Many young people from around the world gathered in Brazil in November 2012 for the Transparency International (TI) annual anti-corruption conference. One of those was Nicky Rehbock, who was the editor of the Corruption Watch website at the time.
She was so moved by the work of the global organisation – and particularly impressed that its managing director, Cobus de Swardt, was South African born –that she did not hesitate when the opportunity came up last year to join its headquarters in Berlin, Germany on a full-time basis.
Rehbock is a communications officer at TI, and Corruption Watch features her in a series celebrating women who are active in the fight against corruption and those who lead their communities by encouraging active citizenship.
How did you end up working in Berlin, for Transparency International?
I first got to know about the organisation's work when I was chosen to be part of a team of young journalists who blogged for the 15th International Anti-Corruption Conference in Brazil in 2012. It was that experience which made up my mind: I wanted to be part of its work and gain international experience in anti-corruption, with the dream of hopefully – one day – using my skills back in South Africa.
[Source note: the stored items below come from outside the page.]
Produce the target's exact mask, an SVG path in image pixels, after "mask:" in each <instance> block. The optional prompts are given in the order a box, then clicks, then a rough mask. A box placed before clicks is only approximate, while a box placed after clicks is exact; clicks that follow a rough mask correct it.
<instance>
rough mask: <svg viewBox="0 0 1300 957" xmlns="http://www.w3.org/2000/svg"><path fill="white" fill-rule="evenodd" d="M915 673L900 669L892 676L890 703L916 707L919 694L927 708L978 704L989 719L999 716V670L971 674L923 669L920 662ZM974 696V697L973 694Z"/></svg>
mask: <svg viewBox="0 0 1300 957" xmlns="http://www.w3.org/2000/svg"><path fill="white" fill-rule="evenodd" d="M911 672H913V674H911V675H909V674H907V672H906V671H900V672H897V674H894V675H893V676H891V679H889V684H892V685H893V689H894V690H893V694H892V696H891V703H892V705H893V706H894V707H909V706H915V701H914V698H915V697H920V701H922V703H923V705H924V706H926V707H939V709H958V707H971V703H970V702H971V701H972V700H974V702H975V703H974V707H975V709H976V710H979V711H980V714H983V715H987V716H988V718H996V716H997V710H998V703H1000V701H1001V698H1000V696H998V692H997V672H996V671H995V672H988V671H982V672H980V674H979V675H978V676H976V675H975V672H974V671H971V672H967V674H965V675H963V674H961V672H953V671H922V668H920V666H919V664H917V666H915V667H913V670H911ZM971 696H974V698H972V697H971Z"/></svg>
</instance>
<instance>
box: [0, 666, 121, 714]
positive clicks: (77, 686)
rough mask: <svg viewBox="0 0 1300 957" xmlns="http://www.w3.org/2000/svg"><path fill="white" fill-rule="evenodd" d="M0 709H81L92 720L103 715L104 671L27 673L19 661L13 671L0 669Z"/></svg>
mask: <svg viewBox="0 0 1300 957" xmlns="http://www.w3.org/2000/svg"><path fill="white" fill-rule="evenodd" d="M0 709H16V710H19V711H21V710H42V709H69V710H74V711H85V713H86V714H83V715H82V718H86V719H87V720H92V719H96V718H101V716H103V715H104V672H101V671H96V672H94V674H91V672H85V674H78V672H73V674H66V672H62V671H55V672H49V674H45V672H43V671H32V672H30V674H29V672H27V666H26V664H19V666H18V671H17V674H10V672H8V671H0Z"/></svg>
When I returned from Brazil, I continued doing a few blogs for Transparency International and then, in mid-2013, a position became available in its communications department at its secretariat in Berlin. I applied and got the job.
What do you do at TI?
My job title is online communications officer. I help to plan, write, edit and publish online features and blogs about Transparency International's work around the world. I also help to run some of the organisation's social media platforms.
What has the experience been like?
It has been amazing. I've been stretched in directions I never thought possible before, and exposed to exciting ideas, technology and people. Things can get quite pressurised around big events and launches, like Transparency International's annual Corruption Perceptions Index, but I like that kind of buzz; it keeps me on my toes.
What in the position gives you the most fulfilment?
I get the most fulfilment from helping to turn complex ideas and text into something digestible and useful for a range of audiences – and then seeing those audiences respond to those messages via social media. In this way I hope the information we put out there helps empower people, and makes them think and challenge corrupt behaviour in their societies.
Have there been any jaw-dropping corruption stories you have heard from colleagues around the world?
Not so much from colleagues, but from the true stories Transparency International publishes about real people across the world who have fought back against corruption. To me, one of the most horrifying stories was from Zimbabwe, where nurses in a local hospital were charging women US$5 (about R54 – or Z$1 809.50) every time they screamed during childbirth. Women who wouldn't or couldn't pay their delivery fees were then also allegedly detained at the hospital, and charged interest until they paid up.
Let's rewind to this time last year, when you were making plans to relocate to Germany. Would you do it again?
I think I would, yes. My work life has been great from the start, but away from the office the settling-in has been challenging. Adapting to a foreign-language country with a vastly different culture, climate and set of rules has been the hardest. But it's definitely toughened me up.
Going from a team of fewer than 20 people at Corruption Watch to an organisation with a global reach in over 100 countries, do you feel that you are able to make a bigger difference now?
Yes and no. What I loved about working at Corruption Watch was that I felt I had more of a direct connection to the communities and people who were experiencing corruption daily. It made things very real and gritty. Here in Berlin I feel more removed from the grassroots. But that's not necessarily a bad thing as it has enabled me to gain a more holistic understanding of corruption and the ways to fight it, be it in South Africa or elsewhere in the world.
Surely working for an organisation like TI means you have a global perspective on corruption, its trends and the measures governments use to curb it. In that light – and having worked in the anti-corruption field in South Africa – has your perspective of the issue in South Africa changed at all?
Yes definitely. It’s made me realise how hard we as South Africans are on ourselves. When I edit and publish articles about what’s going on in some other countries, it makes me realise it’s not all doom and gloom back home: civil society organisations can operate freely, investigative journalism is thriving and people are reporting their experiences of corruption in the thousands. But of course that’s no reason for complacency.
I just think we as South Africans need to take a step back sometimes and appreciate the gains that have been made. It’s only by acknowledging the good and the bad that we will be able to sustain the fight for a corruption-free future.
Why are you so passionate about working in the anti-corruption space?
In South Africa there is no escaping poverty, human suffering, injustice and inequality. I have always detested all of these and wanted to work in a field that helped address them. But until I started working with Corruption Watch, I always saw corruption as a separate issue. Now, of course, I realise that corruption is often the cause of all those scourges. It is that which makes me so passionate about this kind of work. By fighting corruption, you're fighting all those other detestable things too.